Es sind freche und unkonventionelle Vergleiche, die Hormuth immer wieder zieht. Wenn er etwa die Popularitätswerte von Politikern vergleicht und herausfindet, dass in Deutschland der Bundesaußenminister genauso beliebt ist wie der iranische Präsident. Obwohl Ersterer viel mehr Wert auf angemessene Kleidung legt, wie der Kritiker hinzufügen möchte. Hormuth steht im politischen Teil seines Programm links von der Mitte – unklar bleibt dabei, wie weit er von der Mitte entfernt ist. Allen, die rechts der Mitte stehen, tritt er immer wieder vor das Schienbein. Eine größere Überraschung erleben aber die politisch ähnlich Orientierten, die nicht genau wissen, wann sie wieder getroffen werden. Der gleichmäßige, fast monoton wirkende Vortragsstil Hormuths stellt somit besondere Anforderungen an das Publikum. Im unterhaltenden Teil des Programm greift er in die Tasten und singt sein Liebeslied an das Honigbrot. Der bekennende Nutella-Feind greift aber auch tief in die Kiste und betätigt sich als Geräuschemacher: Zunächst in minderwertigen Sexfilmchen. Dann wird er wieder politisch und kommentiert Aussagen von Politikern mit auf der Bühne frisch angerichteten Geräuschen. Auch führt er ideologische Slogans ad absurdum: “Wenn sozial ist, was Arbeit schafft, sind Langhaarkatzen auch sozial!” Eine Mischung verschiedener Unterhaltungsformen zeigt Frederic Hormuth auf der Bühne. Damit wird er als vielseitig begabt erkannt. Weniger Formen könnten dem Programm gut tun, schließlich wächst die Zahl der Unterhalter viel stärker als die Zahl der politischen Kabarettisten.

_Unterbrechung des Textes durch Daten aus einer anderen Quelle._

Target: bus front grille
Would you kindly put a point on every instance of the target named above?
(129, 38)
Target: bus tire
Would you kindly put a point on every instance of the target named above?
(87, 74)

“Das Geld liegt auf der Fensterbank, Marie” ist ein häufig gebrauchter Ausspruch von Wiebke Eymess‘ Großmutter. Eymess spielt zusammen mit Fridolin Müller im Programm “Mitternachtsspaghetti”. Und weil ihr der Ausspruch so gut gefallen hat, wurde er flugs zum Ensemblenamen. Beide bilden ein “real-fiktives Liebespaar” im klassischen Rollenverständnis: Sie fragt, er antwortet. Beide geraten auch in Streit, zum Beispiel über die Frage, ob in Weimar der Humanismus geboren oder zu Grabe getragen wurde. Stichworte wie Buchenwald, Herder, Hitler und Goethe fliegen durch den Raum. Weil aber Hitler doppelt zählt, setzt sich Fridolin durch. So ist das häufig. Er spielt den Klugscheißer, der Aristoteles unterstellt, zu allem einen Aufsatz geschrieben zu haben, sozusagen als Helmut Schmidt der Antike. Aber die Beziehungskonflikte werden nicht mit aller Härte und Boshaftigkeit ausgespielt. Florett statt Säbel ist hier das Motto: Er will “hypothetisch” Kinder kriegen; sie findet, Beckenbodenabsenkungen sollte es nur im Schwimmbad geben. Er erklärt, wie ein Tornado entsteht, und sie gerät dabei so in Wallung, dass sie nur noch musiktherapeutisch beruhigt werden kann. Ach ja, die Musik. “Das Geld liegt auf der Fensterbank, Marie” hat Text und Musik gleich gewichtet. Mit intelligenten Texten und Wiebkes Stimme, die wirklich auf eine Kleinkunstbühne passt, macht es großen Spaß zuzuhören. Das Lied vom Treibhauseffekt kombiniert atemberaubend die Folgen der Klimaerwärmung mit den Auswirkungen des Verliebtseins. Die gesungenen Mitternachtsspaghetti gibt es erst um 8.00 Uhr in der Frühe, weil das verliebte Paar die Zeit vergessen hat, und das Autobahnlied erzählt herrlich dröge, wie es auf Autobahnen eben so zugeht. Akustische Gitarre, Akkordeon und Sequenzer kommen dabei zum Einsatz. Die Dialoge sind immer leicht ironisch gebrochen – allzu ernst nehmen sich die beiden nicht in ihrem Spiel. Auf die Frage nach dem Namen der Hitler-Jugend in der DDR beginnt ein großer Exkurs: Von Marx über Lenin zu Thälmann geht es weiter zu Telemann, Wagner und Chelsea Clinton. Ausgelöst jeweils durch eine kleine Frage, die auf einem Missverständnis, einer Verwechselung oder einem Fehler basiert. Vielleicht hatte auch in dieser Nummer eine Großmutter die Hand im Spiel… Wiebke Eymess sagt später in der Talkrunde: “Wir machen ein Programm, wo sich Comedy und Kabarett Gute Nacht sagen”. Und diesem Dämmerzustand zwischen Schlafen und Wachsein huldigt das Publikum mit langem Applaus. Preisverdächtig!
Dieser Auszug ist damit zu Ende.